- Born: 1977 (age 48–49) Salvador, Bahia, Brazil
- Education: B.S. in Computer Science, State University of Campinas (1998) MBA, Fundação Getulio Vargas (2008)
- Occupation: Business executive
- Organization(s): Prosus and Naspers
- Known for: CEO of Prosus and Naspers Former CEO of iFood Founder of Movile
- Title: Chief Executive Officer

= Fabricio Bloisi =

Brazilian business executive

Fabrício Bloisi (born 1977) is a Brazilian business executive who is chief executive officer of Prosus and Naspers since July 2024. He was previously CEO of iFood, a food delivery platform, from 2019 to 2024, and founded the technology company Movile in 1998.

== Early life and education ==

Fabrício Bloisi was born in 1977 in Salvador, Bahia. At age 17, he moved to Campinas, São Paulo, to attend university. He studied computer science at the State University of Campinas (UNICAMP), graduating in 1998.

Bloisi later earned an MBA from Fundação Getulio Vargas (FGV) in 2008. He attended executive education programs at Stanford Graduate School of Business and Harvard Business School.

== Career ==

In 1998, while at UNICAMP, Bloisi co-founded a company initially called Intraweb with Fábio Póvoa. Which offered software and IT solutions.

In 2001, the company was acquired by GoWapCorp and renamed Compera, later becoming Movile. Under Bloisi's leadership, Movile expanded operations in Latin America.

In 2013, Movile invested in iFood, a food delivery startup founded in 2011. At the time, iFood had approximately 20 employees. Bloisi became CEO of iFood in 2019.

During Bloisi's tenure as CEO, iFood expanded its operations. According to company data cited by Folha de S.Paulo, the platform grew from 45 million to 60 million customers between March 2023 and February 2024, with monthly orders increasing from 38 million to 88 million during the same period. By 2024, iFood reported working with over 350,000 restaurants and 300,000 delivery workers.
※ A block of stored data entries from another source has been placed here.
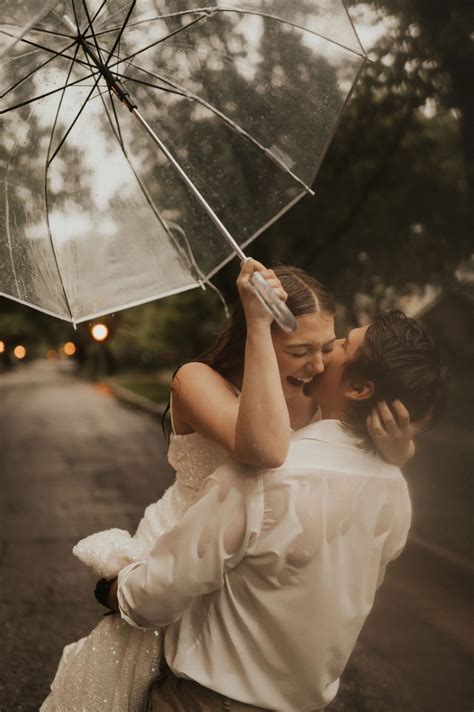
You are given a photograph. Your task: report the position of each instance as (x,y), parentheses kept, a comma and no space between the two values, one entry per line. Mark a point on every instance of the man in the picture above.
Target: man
(267,580)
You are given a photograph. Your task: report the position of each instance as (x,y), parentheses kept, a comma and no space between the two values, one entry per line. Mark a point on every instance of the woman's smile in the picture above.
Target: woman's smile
(299,381)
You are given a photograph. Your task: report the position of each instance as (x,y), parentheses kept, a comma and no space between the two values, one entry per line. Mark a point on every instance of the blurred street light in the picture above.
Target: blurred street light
(69,348)
(19,352)
(99,332)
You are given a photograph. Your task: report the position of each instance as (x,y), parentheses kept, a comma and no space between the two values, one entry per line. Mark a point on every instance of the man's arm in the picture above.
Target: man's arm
(192,558)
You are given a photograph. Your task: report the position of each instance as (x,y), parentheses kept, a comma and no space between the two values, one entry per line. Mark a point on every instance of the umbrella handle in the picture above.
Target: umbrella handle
(277,308)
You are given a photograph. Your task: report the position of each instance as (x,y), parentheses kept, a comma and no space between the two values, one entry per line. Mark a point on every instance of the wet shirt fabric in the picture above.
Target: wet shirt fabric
(267,580)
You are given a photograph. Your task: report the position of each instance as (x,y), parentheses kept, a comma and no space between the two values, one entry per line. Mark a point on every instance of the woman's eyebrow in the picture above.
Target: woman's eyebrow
(310,344)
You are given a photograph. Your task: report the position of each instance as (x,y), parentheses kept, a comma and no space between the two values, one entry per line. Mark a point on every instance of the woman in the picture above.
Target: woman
(229,402)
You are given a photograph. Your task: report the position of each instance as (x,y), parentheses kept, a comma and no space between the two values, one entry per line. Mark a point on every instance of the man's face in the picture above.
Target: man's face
(328,389)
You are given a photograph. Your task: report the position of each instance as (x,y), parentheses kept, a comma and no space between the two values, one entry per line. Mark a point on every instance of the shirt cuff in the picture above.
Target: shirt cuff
(124,609)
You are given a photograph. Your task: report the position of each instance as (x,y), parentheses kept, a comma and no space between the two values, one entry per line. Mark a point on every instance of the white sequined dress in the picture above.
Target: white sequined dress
(112,668)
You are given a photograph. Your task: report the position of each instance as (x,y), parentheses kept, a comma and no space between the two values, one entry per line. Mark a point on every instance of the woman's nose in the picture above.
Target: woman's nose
(317,364)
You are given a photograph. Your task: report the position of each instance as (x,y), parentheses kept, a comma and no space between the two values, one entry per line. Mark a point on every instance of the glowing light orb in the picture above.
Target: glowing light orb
(19,352)
(100,332)
(69,348)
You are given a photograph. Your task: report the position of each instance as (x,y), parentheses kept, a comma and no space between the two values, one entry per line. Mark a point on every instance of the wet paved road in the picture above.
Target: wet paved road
(74,461)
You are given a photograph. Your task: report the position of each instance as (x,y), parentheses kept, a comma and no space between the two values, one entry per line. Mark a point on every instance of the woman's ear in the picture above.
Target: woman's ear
(360,391)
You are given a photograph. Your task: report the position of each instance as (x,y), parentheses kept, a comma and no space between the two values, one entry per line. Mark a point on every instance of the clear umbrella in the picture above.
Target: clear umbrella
(143,143)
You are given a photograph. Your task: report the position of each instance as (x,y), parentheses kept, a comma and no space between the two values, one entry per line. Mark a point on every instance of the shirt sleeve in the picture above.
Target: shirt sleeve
(397,538)
(191,559)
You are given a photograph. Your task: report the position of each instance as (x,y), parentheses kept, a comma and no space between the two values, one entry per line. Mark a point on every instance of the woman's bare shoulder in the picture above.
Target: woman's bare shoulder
(196,376)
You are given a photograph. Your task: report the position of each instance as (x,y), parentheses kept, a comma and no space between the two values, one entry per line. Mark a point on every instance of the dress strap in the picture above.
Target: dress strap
(173,429)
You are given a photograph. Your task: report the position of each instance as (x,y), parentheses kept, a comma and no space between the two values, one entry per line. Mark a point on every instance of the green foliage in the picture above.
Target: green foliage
(392,204)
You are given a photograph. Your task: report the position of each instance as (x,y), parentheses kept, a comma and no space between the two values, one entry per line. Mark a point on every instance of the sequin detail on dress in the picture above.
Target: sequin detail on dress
(112,668)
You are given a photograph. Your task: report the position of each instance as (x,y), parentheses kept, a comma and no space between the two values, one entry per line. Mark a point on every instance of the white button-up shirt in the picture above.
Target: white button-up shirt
(267,580)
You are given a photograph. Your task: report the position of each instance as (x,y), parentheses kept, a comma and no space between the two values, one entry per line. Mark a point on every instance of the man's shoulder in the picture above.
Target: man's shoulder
(326,446)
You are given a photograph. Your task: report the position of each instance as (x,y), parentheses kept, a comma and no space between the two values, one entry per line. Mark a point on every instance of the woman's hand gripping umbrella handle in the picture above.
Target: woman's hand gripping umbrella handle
(272,302)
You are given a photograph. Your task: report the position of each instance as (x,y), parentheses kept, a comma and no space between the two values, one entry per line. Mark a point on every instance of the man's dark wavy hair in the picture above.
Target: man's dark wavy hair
(401,360)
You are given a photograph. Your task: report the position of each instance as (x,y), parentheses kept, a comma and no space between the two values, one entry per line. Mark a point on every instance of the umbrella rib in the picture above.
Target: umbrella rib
(117,131)
(91,26)
(212,9)
(230,122)
(33,71)
(9,237)
(48,93)
(292,24)
(45,187)
(48,153)
(61,143)
(189,259)
(43,47)
(49,32)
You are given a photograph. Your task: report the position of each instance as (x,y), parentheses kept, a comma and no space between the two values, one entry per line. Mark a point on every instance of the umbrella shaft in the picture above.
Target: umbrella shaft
(112,82)
(183,175)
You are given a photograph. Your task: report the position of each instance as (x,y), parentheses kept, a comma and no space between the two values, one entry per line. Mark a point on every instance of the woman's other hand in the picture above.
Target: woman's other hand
(253,308)
(392,432)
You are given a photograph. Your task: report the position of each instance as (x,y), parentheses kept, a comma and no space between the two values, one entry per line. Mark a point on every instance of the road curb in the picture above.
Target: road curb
(136,401)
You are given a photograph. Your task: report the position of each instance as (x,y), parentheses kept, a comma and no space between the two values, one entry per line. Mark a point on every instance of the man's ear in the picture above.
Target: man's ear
(360,391)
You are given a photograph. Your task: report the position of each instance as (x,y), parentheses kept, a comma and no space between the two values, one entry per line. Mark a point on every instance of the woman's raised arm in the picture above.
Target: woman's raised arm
(254,428)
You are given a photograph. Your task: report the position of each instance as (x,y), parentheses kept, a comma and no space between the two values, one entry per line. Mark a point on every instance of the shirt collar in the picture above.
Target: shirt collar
(328,431)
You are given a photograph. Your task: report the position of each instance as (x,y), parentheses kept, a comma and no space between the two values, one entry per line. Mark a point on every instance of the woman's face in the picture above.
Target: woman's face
(303,354)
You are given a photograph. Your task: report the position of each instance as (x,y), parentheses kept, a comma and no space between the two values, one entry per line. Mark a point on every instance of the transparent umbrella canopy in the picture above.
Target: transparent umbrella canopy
(143,144)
In 2018, iFood raised $500 million in funding.

In May 2024, the boards of Prosus and Naspers appointed Bloisi as CEO of both companies, effective July 1, 2024. The companies are technology investors with holdings including Tencent and other firms.
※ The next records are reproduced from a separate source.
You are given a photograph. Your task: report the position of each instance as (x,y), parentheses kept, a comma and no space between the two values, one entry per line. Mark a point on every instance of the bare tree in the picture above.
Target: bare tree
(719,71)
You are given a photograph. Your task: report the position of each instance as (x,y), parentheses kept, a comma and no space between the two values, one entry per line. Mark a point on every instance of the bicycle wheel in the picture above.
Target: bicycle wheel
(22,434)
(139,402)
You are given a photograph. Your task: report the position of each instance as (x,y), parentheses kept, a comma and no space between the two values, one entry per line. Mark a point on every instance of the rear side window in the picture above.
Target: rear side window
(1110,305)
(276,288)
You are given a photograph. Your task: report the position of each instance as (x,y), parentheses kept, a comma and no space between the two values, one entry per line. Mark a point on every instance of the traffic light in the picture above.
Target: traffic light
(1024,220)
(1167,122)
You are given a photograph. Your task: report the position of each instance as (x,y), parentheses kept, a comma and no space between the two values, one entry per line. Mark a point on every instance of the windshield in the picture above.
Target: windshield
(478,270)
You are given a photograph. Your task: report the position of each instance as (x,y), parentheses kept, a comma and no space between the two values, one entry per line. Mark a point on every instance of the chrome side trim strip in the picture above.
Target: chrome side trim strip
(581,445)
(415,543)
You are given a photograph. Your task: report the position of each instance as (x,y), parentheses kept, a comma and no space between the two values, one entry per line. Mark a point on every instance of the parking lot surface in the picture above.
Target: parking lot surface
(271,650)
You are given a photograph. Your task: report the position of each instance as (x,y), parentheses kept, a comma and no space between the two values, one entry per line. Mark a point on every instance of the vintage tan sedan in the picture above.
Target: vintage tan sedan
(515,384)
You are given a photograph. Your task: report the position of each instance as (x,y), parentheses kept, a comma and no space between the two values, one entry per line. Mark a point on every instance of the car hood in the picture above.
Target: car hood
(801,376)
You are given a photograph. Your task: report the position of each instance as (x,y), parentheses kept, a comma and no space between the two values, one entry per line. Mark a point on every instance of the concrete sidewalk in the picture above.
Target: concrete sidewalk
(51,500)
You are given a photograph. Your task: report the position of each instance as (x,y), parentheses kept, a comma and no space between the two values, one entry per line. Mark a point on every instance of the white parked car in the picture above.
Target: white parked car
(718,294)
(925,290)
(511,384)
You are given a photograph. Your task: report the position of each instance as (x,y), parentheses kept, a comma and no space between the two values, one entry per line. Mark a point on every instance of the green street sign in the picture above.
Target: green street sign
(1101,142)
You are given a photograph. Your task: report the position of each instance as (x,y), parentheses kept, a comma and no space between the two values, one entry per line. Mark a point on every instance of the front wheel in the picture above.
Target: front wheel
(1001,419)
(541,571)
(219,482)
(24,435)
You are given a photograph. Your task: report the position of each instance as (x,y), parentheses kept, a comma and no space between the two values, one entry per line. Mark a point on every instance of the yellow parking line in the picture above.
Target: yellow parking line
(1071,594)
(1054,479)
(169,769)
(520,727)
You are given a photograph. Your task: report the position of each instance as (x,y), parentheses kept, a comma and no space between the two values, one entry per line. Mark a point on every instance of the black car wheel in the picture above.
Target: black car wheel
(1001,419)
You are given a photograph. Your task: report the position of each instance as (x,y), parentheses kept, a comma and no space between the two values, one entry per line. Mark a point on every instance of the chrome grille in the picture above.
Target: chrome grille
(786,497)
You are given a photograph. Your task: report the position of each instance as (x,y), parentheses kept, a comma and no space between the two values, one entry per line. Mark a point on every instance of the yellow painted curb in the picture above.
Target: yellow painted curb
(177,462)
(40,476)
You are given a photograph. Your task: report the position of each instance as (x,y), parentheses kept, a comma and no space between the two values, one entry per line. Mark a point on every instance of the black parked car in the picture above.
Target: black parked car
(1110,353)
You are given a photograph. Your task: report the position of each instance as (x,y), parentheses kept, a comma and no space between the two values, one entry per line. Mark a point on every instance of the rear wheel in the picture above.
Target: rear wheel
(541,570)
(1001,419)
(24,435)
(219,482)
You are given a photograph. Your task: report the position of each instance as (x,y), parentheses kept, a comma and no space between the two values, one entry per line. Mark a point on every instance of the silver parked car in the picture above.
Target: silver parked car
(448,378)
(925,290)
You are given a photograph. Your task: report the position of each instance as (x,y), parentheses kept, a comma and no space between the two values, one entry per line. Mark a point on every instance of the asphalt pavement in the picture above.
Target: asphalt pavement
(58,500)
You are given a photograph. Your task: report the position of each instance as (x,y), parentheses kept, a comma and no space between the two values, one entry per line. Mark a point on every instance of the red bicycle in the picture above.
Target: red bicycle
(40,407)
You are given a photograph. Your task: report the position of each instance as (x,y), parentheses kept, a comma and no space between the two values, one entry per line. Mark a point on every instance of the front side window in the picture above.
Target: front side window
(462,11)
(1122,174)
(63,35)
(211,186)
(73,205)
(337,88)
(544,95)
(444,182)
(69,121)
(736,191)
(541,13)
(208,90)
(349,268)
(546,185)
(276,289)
As CEO, Bloisi has overseen acquisitions including Just Eat Takeaway.com for €4.3 billion in February 2025 and Despegar for $1.7 billion. According to Bloomberg, he has stated a goal to double the companies' market value to $200 billion by 2028.

== Controversy ==
In February 2024, Bloisi made statements to Folha de S.Paulo suggesting that within ten years, people would no longer cook at home because food delivery would become as affordable as home cooking. The comments generated criticism from culinary professionals and cultural commentators. Chef Rita Lobo publicly criticized the statements, according to Estado de S.Paulo. iFood subsequently issued a clarification statement.

As CEO of Prosus and Naspers, Bloisi has faced criticism from labor organizations. In August 2024, a Canadian-based shareholder association linked to trade unions challenged the companies' labor practices, according to TechCentral.

iFood's market position has also drawn scrutiny from competition authorities and competitors regarding market concentration issues.